Congressman Doug LaMalfa supports the trucking industry’s call to suspend the federal excise tax. The FET was created in 1917 to help pay for World War I. When it was introduced, the FET was 3 percent, but has quadrupled to 12 percent today. Given the nature of recent economic hardships caused by the coronavirus, suspending the FET would stimulate heavy-duty truck and trailer sales.
“Truckers have kept America moving during the coronavirus pandemic, but this unnecessary tax limits even their ability to rebound after America’s economic shutdown,” LaMalfa said. “Suspending the FET would increase the purchasing power of our truckers when upgrading their rigs, while also increasing the number of safe, clean trucks on the road.
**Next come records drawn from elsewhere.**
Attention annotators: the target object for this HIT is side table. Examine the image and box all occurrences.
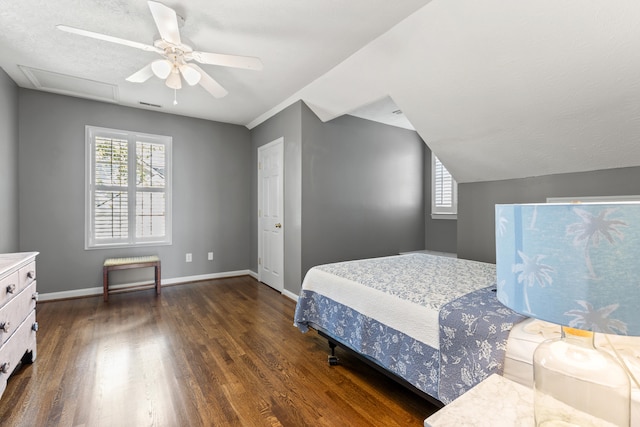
[424,374,535,427]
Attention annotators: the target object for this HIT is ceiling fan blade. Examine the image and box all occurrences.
[56,25,164,54]
[178,64,202,86]
[190,64,229,98]
[191,52,262,70]
[126,64,153,83]
[148,1,182,45]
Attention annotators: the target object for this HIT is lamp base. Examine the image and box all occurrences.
[533,327,631,427]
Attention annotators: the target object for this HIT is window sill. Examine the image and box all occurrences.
[431,214,458,220]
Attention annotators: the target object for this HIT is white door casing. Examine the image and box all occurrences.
[258,138,284,292]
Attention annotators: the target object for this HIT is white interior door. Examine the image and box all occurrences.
[258,138,284,292]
With infrastructure bills and more coronavirus legislation on the horizon, we should consider this commonsense proposal and bring our trucks into the modern era.”
“With our nation more dependent than ever on the trucking industry to deliver goods and critical medical supplies, America’s truck dealers commend Rep. LaMalfa for his leadership to suspend the FET,” said Steve Bassett, chairman of American Truck Dealers and dealer principal of General Truck Sales in Muncie, Ind. “The trucking industry, including the UAW, is behind FET suspension because it is one of the best ways to help jumpstart the economy and save trucking-related jobs.”
More information on FET and heavy-duty trucking
The average age of a heavy-duty truck on the road is 9.6 years old.
Since 2000, technologies to meet new emissions standards have reduced nitrogen oxide emissions of recently purchased heavy-duty trucks by 97 percent, but these regulations and fuel efficiency standards add nearly $40,000 to the price of a new truck.
Recent model year trucks have the latest safety features built in, including electronic stability control, which helps prevent rollovers, anti-lock brakes and enhanced braking, driver air bags, LED headlights, and marker lighting to help improve nighttime visibility.
On average, the FET adds between $12,000 and $22,000 to the final sale price of a new truck and delays fleet turnover of newer, cleaner, higher fuel-efficiency trucks.